Hierbei ist anzumerken, dass die Schar der Vier Großen Götterkönige sehr unterschiedliche Charaktere enthält, die von Baum- und Flussgeistern bis hin zu himmlischen Musikanten mit unterschiedlicher Lebensspanne und Macht reicht.

Dāna und Konsum

Der Sinn meines Lebens Dinge kaufen und besitzen und sie wegwerfen
(Haiku nach D. Loy)

Lassen wir dieses Haiku-ähnliche Gedicht als Zusammenfassung der Konsumgesellschaft stehen. Sinn und Wert werden aus Dingen gewonnen, die man kaufen kann. Unser Leben dreht sich mehr um das, was wir besitzen, als um das, was wir sind. Sinn und Wert liegen aber nicht in den Dingen, sonst könnten wir sie nicht wegwerfen. Ein System, das Kapital der Arbeit überordnet, stellt auch finanzielle Werte über andere Werte. Geld zu machen ist wichtiger als das, was zu Glück, Weisheit und Mitgefühl führt. Konsumismus ist aber mehr als ein ökonomisches System, es ist eine Ersatzreligion, ein Wertesystem, eine bestimmte Art zu denken und zu leben, und es hat einen mächtigen Einfluss auch auf jene von uns, die sich bemühen, seinen Verlockungen nicht zu erliegen.
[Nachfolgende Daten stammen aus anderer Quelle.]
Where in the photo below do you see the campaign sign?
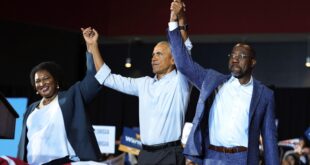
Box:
[305,127,310,141]
[93,125,115,154]
[118,127,142,155]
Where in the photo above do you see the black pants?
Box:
[138,146,185,165]
[43,156,73,165]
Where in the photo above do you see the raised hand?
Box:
[81,27,99,45]
[170,0,185,21]
[81,27,99,53]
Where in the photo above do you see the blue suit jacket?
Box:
[17,54,101,161]
[168,29,280,165]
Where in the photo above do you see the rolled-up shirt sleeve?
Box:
[95,64,111,84]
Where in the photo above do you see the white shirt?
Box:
[96,40,191,145]
[209,76,253,147]
[26,96,76,165]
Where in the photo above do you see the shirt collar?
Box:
[154,69,177,81]
[228,76,253,87]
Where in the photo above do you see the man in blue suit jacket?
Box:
[168,1,279,165]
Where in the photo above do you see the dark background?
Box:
[0,0,310,140]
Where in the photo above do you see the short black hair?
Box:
[29,61,64,89]
[232,42,256,58]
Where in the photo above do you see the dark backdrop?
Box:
[0,21,310,140]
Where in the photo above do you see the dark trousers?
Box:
[138,146,185,165]
[43,156,73,165]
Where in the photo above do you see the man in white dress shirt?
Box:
[82,2,192,165]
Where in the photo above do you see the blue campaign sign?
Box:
[118,127,142,155]
[0,98,28,157]
[305,127,310,141]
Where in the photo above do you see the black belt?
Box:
[142,140,181,151]
[209,144,248,154]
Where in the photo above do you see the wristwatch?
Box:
[179,24,188,31]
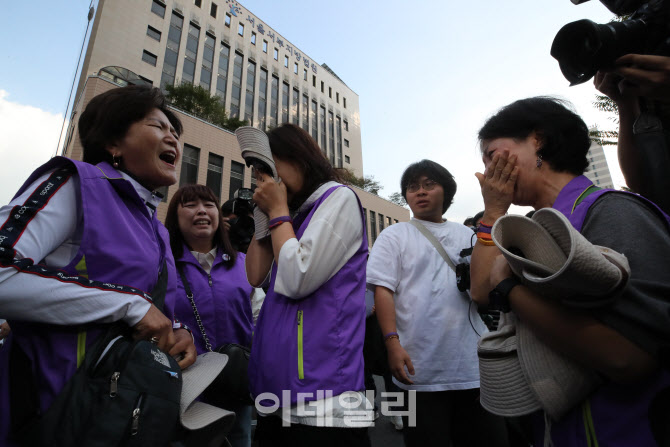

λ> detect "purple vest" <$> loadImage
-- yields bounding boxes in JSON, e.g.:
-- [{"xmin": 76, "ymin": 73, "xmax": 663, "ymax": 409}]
[
  {"xmin": 174, "ymin": 245, "xmax": 253, "ymax": 354},
  {"xmin": 249, "ymin": 185, "xmax": 368, "ymax": 406},
  {"xmin": 0, "ymin": 157, "xmax": 176, "ymax": 424},
  {"xmin": 535, "ymin": 176, "xmax": 670, "ymax": 447}
]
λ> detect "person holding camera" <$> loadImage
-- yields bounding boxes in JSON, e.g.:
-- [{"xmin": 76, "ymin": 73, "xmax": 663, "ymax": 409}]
[
  {"xmin": 165, "ymin": 185, "xmax": 253, "ymax": 447},
  {"xmin": 471, "ymin": 97, "xmax": 670, "ymax": 447},
  {"xmin": 246, "ymin": 124, "xmax": 373, "ymax": 447},
  {"xmin": 367, "ymin": 160, "xmax": 507, "ymax": 447},
  {"xmin": 593, "ymin": 54, "xmax": 670, "ymax": 212}
]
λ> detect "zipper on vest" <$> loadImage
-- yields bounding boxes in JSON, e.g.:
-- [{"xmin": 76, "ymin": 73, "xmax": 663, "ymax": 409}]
[
  {"xmin": 298, "ymin": 310, "xmax": 305, "ymax": 380},
  {"xmin": 130, "ymin": 394, "xmax": 144, "ymax": 436},
  {"xmin": 109, "ymin": 371, "xmax": 121, "ymax": 397}
]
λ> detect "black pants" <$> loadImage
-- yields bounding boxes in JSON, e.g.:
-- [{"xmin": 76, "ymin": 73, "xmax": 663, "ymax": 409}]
[
  {"xmin": 402, "ymin": 388, "xmax": 509, "ymax": 447},
  {"xmin": 255, "ymin": 416, "xmax": 370, "ymax": 447}
]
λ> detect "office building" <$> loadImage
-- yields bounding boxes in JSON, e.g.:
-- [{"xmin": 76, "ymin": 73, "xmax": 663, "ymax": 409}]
[
  {"xmin": 584, "ymin": 140, "xmax": 614, "ymax": 188},
  {"xmin": 64, "ymin": 0, "xmax": 409, "ymax": 248}
]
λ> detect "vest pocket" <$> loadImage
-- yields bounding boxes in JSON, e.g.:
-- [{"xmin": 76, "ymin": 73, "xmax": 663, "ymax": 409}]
[{"xmin": 298, "ymin": 310, "xmax": 305, "ymax": 380}]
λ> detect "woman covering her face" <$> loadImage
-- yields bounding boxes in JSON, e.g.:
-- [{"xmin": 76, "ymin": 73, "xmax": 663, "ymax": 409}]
[
  {"xmin": 0, "ymin": 86, "xmax": 195, "ymax": 445},
  {"xmin": 246, "ymin": 124, "xmax": 372, "ymax": 446},
  {"xmin": 471, "ymin": 97, "xmax": 670, "ymax": 446},
  {"xmin": 165, "ymin": 185, "xmax": 253, "ymax": 447}
]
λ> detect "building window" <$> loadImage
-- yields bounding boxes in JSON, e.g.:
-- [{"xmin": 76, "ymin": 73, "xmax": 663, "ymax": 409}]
[
  {"xmin": 244, "ymin": 59, "xmax": 256, "ymax": 126},
  {"xmin": 179, "ymin": 144, "xmax": 200, "ymax": 187},
  {"xmin": 228, "ymin": 161, "xmax": 244, "ymax": 200},
  {"xmin": 270, "ymin": 75, "xmax": 279, "ymax": 127},
  {"xmin": 319, "ymin": 106, "xmax": 328, "ymax": 158},
  {"xmin": 370, "ymin": 210, "xmax": 377, "ymax": 244},
  {"xmin": 216, "ymin": 43, "xmax": 230, "ymax": 104},
  {"xmin": 151, "ymin": 0, "xmax": 165, "ymax": 19},
  {"xmin": 302, "ymin": 95, "xmax": 309, "ymax": 133},
  {"xmin": 142, "ymin": 50, "xmax": 158, "ymax": 67},
  {"xmin": 281, "ymin": 82, "xmax": 289, "ymax": 123},
  {"xmin": 161, "ymin": 12, "xmax": 184, "ymax": 88},
  {"xmin": 181, "ymin": 23, "xmax": 200, "ymax": 84},
  {"xmin": 310, "ymin": 100, "xmax": 319, "ymax": 144},
  {"xmin": 230, "ymin": 51, "xmax": 244, "ymax": 118},
  {"xmin": 147, "ymin": 26, "xmax": 161, "ymax": 42},
  {"xmin": 328, "ymin": 111, "xmax": 337, "ymax": 166},
  {"xmin": 200, "ymin": 34, "xmax": 216, "ymax": 92},
  {"xmin": 291, "ymin": 89, "xmax": 300, "ymax": 126},
  {"xmin": 258, "ymin": 68, "xmax": 268, "ymax": 131},
  {"xmin": 335, "ymin": 116, "xmax": 342, "ymax": 168},
  {"xmin": 207, "ymin": 152, "xmax": 223, "ymax": 200}
]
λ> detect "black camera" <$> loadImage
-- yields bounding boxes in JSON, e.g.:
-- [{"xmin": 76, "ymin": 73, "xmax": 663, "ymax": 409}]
[
  {"xmin": 551, "ymin": 0, "xmax": 670, "ymax": 85},
  {"xmin": 226, "ymin": 188, "xmax": 255, "ymax": 253},
  {"xmin": 456, "ymin": 262, "xmax": 470, "ymax": 292}
]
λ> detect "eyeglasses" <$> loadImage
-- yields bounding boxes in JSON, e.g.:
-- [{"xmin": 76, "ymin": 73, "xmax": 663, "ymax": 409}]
[{"xmin": 407, "ymin": 179, "xmax": 438, "ymax": 192}]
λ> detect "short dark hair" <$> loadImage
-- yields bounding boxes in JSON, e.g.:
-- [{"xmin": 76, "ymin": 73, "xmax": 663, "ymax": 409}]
[
  {"xmin": 478, "ymin": 96, "xmax": 591, "ymax": 175},
  {"xmin": 165, "ymin": 185, "xmax": 237, "ymax": 266},
  {"xmin": 268, "ymin": 123, "xmax": 341, "ymax": 210},
  {"xmin": 400, "ymin": 159, "xmax": 456, "ymax": 214},
  {"xmin": 79, "ymin": 85, "xmax": 182, "ymax": 164}
]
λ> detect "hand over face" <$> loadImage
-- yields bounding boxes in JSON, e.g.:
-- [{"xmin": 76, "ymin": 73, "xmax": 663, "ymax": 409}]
[{"xmin": 475, "ymin": 151, "xmax": 519, "ymax": 218}]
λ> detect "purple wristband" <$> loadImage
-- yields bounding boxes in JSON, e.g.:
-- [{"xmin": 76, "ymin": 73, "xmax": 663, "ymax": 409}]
[
  {"xmin": 384, "ymin": 332, "xmax": 398, "ymax": 340},
  {"xmin": 268, "ymin": 216, "xmax": 293, "ymax": 228}
]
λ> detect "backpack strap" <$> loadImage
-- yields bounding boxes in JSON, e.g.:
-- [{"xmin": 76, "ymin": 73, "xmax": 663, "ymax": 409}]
[{"xmin": 409, "ymin": 219, "xmax": 456, "ymax": 273}]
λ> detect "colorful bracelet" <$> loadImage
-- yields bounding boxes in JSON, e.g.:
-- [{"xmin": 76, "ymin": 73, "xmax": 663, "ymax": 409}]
[
  {"xmin": 268, "ymin": 216, "xmax": 293, "ymax": 230},
  {"xmin": 384, "ymin": 332, "xmax": 400, "ymax": 341},
  {"xmin": 477, "ymin": 226, "xmax": 491, "ymax": 234},
  {"xmin": 477, "ymin": 231, "xmax": 491, "ymax": 241}
]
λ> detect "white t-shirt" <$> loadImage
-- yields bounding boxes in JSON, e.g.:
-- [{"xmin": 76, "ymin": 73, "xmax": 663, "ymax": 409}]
[{"xmin": 367, "ymin": 220, "xmax": 486, "ymax": 391}]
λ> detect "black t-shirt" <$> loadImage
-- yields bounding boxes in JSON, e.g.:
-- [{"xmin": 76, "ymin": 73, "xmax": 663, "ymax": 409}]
[{"xmin": 582, "ymin": 193, "xmax": 670, "ymax": 360}]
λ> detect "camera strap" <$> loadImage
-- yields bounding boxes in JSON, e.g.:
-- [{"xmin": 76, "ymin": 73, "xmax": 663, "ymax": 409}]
[{"xmin": 409, "ymin": 219, "xmax": 456, "ymax": 273}]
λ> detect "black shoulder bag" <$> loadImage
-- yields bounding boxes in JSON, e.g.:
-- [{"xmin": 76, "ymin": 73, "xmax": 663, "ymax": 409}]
[
  {"xmin": 12, "ymin": 262, "xmax": 182, "ymax": 447},
  {"xmin": 177, "ymin": 266, "xmax": 254, "ymax": 409}
]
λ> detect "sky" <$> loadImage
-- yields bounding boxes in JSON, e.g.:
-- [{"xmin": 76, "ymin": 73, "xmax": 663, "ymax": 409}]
[{"xmin": 0, "ymin": 0, "xmax": 625, "ymax": 222}]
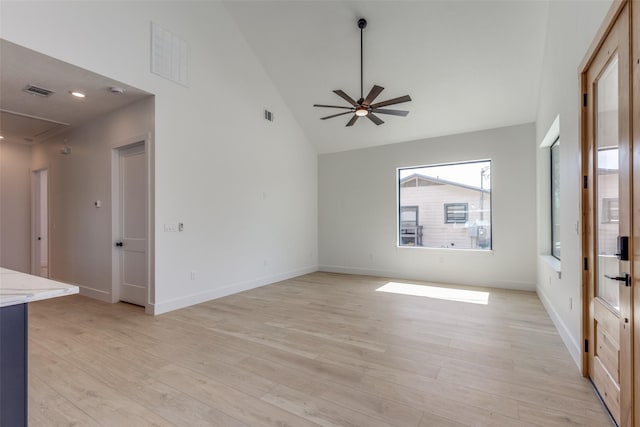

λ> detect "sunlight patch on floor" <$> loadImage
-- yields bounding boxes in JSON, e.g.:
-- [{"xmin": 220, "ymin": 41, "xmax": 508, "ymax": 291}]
[{"xmin": 376, "ymin": 282, "xmax": 489, "ymax": 305}]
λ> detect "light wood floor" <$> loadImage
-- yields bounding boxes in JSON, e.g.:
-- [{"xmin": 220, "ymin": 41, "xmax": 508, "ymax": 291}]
[{"xmin": 29, "ymin": 273, "xmax": 611, "ymax": 427}]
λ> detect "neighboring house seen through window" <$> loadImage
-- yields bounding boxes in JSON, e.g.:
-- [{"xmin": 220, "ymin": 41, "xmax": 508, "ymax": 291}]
[
  {"xmin": 398, "ymin": 160, "xmax": 491, "ymax": 250},
  {"xmin": 444, "ymin": 203, "xmax": 469, "ymax": 224}
]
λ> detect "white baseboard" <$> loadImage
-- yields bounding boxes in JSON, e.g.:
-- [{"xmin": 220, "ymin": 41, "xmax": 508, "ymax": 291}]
[
  {"xmin": 319, "ymin": 265, "xmax": 536, "ymax": 291},
  {"xmin": 536, "ymin": 287, "xmax": 582, "ymax": 370},
  {"xmin": 151, "ymin": 265, "xmax": 318, "ymax": 315},
  {"xmin": 77, "ymin": 285, "xmax": 113, "ymax": 303}
]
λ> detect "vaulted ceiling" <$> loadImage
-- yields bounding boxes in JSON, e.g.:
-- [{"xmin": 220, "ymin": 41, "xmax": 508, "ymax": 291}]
[
  {"xmin": 225, "ymin": 0, "xmax": 548, "ymax": 153},
  {"xmin": 0, "ymin": 0, "xmax": 548, "ymax": 153}
]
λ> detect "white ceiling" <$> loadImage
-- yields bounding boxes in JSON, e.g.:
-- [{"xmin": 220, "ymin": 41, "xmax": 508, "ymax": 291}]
[
  {"xmin": 0, "ymin": 0, "xmax": 548, "ymax": 153},
  {"xmin": 0, "ymin": 40, "xmax": 150, "ymax": 144},
  {"xmin": 225, "ymin": 0, "xmax": 548, "ymax": 153}
]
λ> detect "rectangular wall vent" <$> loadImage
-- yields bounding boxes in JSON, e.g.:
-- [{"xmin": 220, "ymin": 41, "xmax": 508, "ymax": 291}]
[
  {"xmin": 23, "ymin": 85, "xmax": 55, "ymax": 97},
  {"xmin": 151, "ymin": 22, "xmax": 189, "ymax": 87}
]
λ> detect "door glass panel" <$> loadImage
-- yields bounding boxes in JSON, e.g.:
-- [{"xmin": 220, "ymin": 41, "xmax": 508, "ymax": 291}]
[{"xmin": 595, "ymin": 55, "xmax": 620, "ymax": 310}]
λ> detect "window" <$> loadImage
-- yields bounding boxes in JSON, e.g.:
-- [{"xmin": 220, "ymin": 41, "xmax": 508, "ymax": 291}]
[
  {"xmin": 444, "ymin": 203, "xmax": 469, "ymax": 224},
  {"xmin": 549, "ymin": 137, "xmax": 560, "ymax": 259},
  {"xmin": 601, "ymin": 197, "xmax": 620, "ymax": 224},
  {"xmin": 397, "ymin": 160, "xmax": 491, "ymax": 250}
]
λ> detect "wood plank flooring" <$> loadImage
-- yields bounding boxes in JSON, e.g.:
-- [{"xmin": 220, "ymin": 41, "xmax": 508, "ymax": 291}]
[{"xmin": 29, "ymin": 273, "xmax": 611, "ymax": 427}]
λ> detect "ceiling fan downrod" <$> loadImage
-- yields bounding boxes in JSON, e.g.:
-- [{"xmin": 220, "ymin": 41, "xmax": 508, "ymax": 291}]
[{"xmin": 358, "ymin": 18, "xmax": 367, "ymax": 104}]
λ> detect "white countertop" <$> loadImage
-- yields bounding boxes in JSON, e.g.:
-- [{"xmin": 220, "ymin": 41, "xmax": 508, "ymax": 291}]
[{"xmin": 0, "ymin": 267, "xmax": 79, "ymax": 307}]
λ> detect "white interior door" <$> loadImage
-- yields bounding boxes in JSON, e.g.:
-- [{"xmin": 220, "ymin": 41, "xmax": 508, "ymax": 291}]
[
  {"xmin": 116, "ymin": 143, "xmax": 148, "ymax": 307},
  {"xmin": 31, "ymin": 169, "xmax": 49, "ymax": 278}
]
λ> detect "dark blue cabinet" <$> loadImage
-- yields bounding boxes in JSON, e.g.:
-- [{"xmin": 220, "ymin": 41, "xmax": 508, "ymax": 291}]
[{"xmin": 0, "ymin": 304, "xmax": 28, "ymax": 427}]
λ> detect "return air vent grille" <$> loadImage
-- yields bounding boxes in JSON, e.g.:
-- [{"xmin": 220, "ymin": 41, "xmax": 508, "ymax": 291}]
[{"xmin": 23, "ymin": 85, "xmax": 55, "ymax": 97}]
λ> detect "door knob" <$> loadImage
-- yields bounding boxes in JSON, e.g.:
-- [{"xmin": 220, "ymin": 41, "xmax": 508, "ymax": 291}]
[{"xmin": 604, "ymin": 273, "xmax": 631, "ymax": 286}]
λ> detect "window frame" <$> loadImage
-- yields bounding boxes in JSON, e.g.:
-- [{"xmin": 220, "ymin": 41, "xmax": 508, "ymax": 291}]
[
  {"xmin": 549, "ymin": 135, "xmax": 562, "ymax": 260},
  {"xmin": 395, "ymin": 158, "xmax": 494, "ymax": 253}
]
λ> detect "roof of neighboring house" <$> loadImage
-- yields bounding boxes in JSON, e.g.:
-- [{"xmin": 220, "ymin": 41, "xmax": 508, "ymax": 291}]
[{"xmin": 400, "ymin": 173, "xmax": 491, "ymax": 193}]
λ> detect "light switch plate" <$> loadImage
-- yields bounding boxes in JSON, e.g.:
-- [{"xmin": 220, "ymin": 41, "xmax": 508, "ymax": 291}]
[{"xmin": 164, "ymin": 222, "xmax": 178, "ymax": 233}]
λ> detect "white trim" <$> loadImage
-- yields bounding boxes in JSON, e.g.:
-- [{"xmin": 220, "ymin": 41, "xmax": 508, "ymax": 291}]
[
  {"xmin": 319, "ymin": 265, "xmax": 536, "ymax": 292},
  {"xmin": 74, "ymin": 283, "xmax": 113, "ymax": 303},
  {"xmin": 540, "ymin": 255, "xmax": 562, "ymax": 279},
  {"xmin": 540, "ymin": 114, "xmax": 560, "ymax": 148},
  {"xmin": 152, "ymin": 265, "xmax": 318, "ymax": 315},
  {"xmin": 536, "ymin": 287, "xmax": 582, "ymax": 372}
]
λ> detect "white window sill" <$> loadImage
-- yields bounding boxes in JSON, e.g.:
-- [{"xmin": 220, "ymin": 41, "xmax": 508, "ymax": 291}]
[{"xmin": 540, "ymin": 255, "xmax": 562, "ymax": 279}]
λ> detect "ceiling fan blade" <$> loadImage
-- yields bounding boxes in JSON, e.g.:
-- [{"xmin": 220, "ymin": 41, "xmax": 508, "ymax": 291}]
[
  {"xmin": 320, "ymin": 111, "xmax": 351, "ymax": 120},
  {"xmin": 333, "ymin": 89, "xmax": 358, "ymax": 107},
  {"xmin": 347, "ymin": 114, "xmax": 360, "ymax": 126},
  {"xmin": 362, "ymin": 85, "xmax": 384, "ymax": 105},
  {"xmin": 371, "ymin": 95, "xmax": 411, "ymax": 108},
  {"xmin": 313, "ymin": 104, "xmax": 353, "ymax": 110},
  {"xmin": 371, "ymin": 108, "xmax": 409, "ymax": 117},
  {"xmin": 367, "ymin": 112, "xmax": 384, "ymax": 126}
]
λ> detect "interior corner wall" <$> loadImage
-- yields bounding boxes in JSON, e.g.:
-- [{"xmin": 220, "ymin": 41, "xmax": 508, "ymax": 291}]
[
  {"xmin": 319, "ymin": 124, "xmax": 536, "ymax": 290},
  {"xmin": 535, "ymin": 0, "xmax": 611, "ymax": 366},
  {"xmin": 0, "ymin": 1, "xmax": 318, "ymax": 314},
  {"xmin": 0, "ymin": 142, "xmax": 31, "ymax": 273},
  {"xmin": 31, "ymin": 96, "xmax": 154, "ymax": 302}
]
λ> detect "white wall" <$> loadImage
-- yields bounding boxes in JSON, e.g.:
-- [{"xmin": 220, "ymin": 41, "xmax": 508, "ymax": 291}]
[
  {"xmin": 319, "ymin": 124, "xmax": 536, "ymax": 290},
  {"xmin": 31, "ymin": 97, "xmax": 154, "ymax": 301},
  {"xmin": 0, "ymin": 142, "xmax": 31, "ymax": 273},
  {"xmin": 0, "ymin": 1, "xmax": 318, "ymax": 313},
  {"xmin": 536, "ymin": 0, "xmax": 611, "ymax": 365}
]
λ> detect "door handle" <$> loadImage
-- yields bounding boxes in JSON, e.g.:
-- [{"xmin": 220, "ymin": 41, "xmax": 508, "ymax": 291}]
[{"xmin": 604, "ymin": 273, "xmax": 631, "ymax": 286}]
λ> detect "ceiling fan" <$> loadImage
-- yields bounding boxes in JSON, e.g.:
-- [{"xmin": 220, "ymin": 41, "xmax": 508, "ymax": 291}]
[{"xmin": 313, "ymin": 18, "xmax": 411, "ymax": 126}]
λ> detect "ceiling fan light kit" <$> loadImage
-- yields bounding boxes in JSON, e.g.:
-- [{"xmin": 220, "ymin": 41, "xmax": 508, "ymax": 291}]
[{"xmin": 313, "ymin": 18, "xmax": 411, "ymax": 126}]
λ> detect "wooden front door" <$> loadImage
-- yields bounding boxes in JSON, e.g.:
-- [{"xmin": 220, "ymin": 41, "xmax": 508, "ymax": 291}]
[{"xmin": 582, "ymin": 4, "xmax": 633, "ymax": 426}]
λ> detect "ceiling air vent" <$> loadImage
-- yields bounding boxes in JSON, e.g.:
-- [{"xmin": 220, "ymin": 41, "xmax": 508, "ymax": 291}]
[{"xmin": 23, "ymin": 85, "xmax": 55, "ymax": 97}]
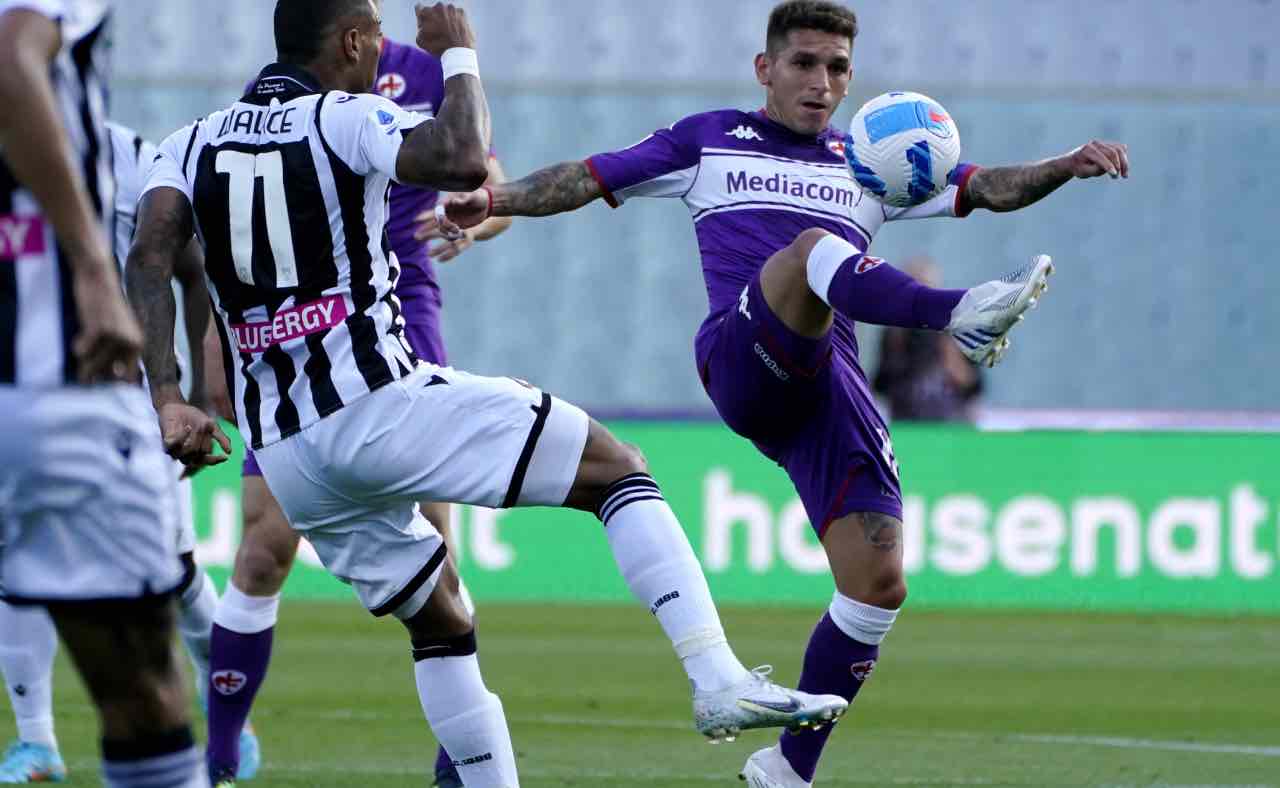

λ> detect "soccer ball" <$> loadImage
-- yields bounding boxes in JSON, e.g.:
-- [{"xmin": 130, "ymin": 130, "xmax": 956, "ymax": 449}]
[{"xmin": 845, "ymin": 91, "xmax": 960, "ymax": 207}]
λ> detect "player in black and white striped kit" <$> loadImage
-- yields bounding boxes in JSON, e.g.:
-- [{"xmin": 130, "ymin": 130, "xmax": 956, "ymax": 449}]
[
  {"xmin": 0, "ymin": 122, "xmax": 227, "ymax": 783},
  {"xmin": 0, "ymin": 0, "xmax": 204, "ymax": 788},
  {"xmin": 127, "ymin": 0, "xmax": 847, "ymax": 787}
]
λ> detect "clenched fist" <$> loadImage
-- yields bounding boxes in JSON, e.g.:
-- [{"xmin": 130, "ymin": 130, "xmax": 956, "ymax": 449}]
[{"xmin": 413, "ymin": 3, "xmax": 476, "ymax": 58}]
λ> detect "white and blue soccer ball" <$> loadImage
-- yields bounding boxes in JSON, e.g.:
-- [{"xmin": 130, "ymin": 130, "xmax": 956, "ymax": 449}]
[{"xmin": 845, "ymin": 91, "xmax": 960, "ymax": 207}]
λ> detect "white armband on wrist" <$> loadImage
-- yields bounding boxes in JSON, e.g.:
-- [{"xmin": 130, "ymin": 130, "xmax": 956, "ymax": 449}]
[{"xmin": 440, "ymin": 46, "xmax": 480, "ymax": 81}]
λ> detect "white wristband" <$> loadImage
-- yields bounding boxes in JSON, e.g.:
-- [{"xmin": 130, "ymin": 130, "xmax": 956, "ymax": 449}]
[{"xmin": 440, "ymin": 46, "xmax": 480, "ymax": 81}]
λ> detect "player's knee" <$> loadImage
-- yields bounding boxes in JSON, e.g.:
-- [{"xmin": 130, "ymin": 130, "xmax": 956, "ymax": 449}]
[
  {"xmin": 234, "ymin": 540, "xmax": 298, "ymax": 596},
  {"xmin": 861, "ymin": 569, "xmax": 906, "ymax": 610}
]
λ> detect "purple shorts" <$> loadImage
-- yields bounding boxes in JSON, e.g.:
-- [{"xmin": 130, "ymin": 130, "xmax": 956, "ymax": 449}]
[
  {"xmin": 241, "ymin": 287, "xmax": 449, "ymax": 476},
  {"xmin": 699, "ymin": 276, "xmax": 902, "ymax": 537}
]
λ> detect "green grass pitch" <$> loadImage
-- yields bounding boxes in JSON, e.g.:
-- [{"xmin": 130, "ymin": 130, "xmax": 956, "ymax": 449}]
[{"xmin": 0, "ymin": 603, "xmax": 1280, "ymax": 788}]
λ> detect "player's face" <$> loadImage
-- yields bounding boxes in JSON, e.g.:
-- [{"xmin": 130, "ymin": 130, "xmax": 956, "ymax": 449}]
[{"xmin": 755, "ymin": 29, "xmax": 854, "ymax": 134}]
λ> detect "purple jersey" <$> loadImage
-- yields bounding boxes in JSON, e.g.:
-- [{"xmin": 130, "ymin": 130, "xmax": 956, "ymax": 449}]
[
  {"xmin": 586, "ymin": 110, "xmax": 975, "ymax": 535},
  {"xmin": 588, "ymin": 110, "xmax": 974, "ymax": 366},
  {"xmin": 374, "ymin": 38, "xmax": 444, "ymax": 294}
]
In buddhistischen Ländern wurde über die Jahrhunderte hinweg Dāna mehr und mehr mit den klösterlichen Gemeinschaften verbunden, während Dāna im Frühbuddhismus noch viele verschiedene Empfänger hatte. Im westlichen Buddhismus werden sich aufgrund unserer individualistischen Ausrichtung, unserer materialistischen Prägung und unseren Konsumgewohnheiten andere Schwerpunkte zeigen. So wird es sich bei Dāna vermutlich vorwiegend um Geld handeln. Das wird als "Unterstützung für den Lehrer" oder "Dankbarkeit dem Lehrer gegenüber" interpretiert werden. Während Lehrer im Allgemeinen natürlich der Unterstützung wert sind, sind sie ihrer doch nicht immer bedürftig. Traditionell war das Lehren mehr eine Art zu geben als zu nehmen. Zu Zeiten wird Dāna auch als Entgelt für die empfangene Belehrung dargestellt werden. Das macht in einer kapitalistischen Dienstleistungsgesellschaft auch wirklich Sinn. Trotzdem handelt es sich nicht um ein buddhistisches Verständnis von Dāna. Diese Neuentwicklungen bedürfen aufmerksamer Beobachtung.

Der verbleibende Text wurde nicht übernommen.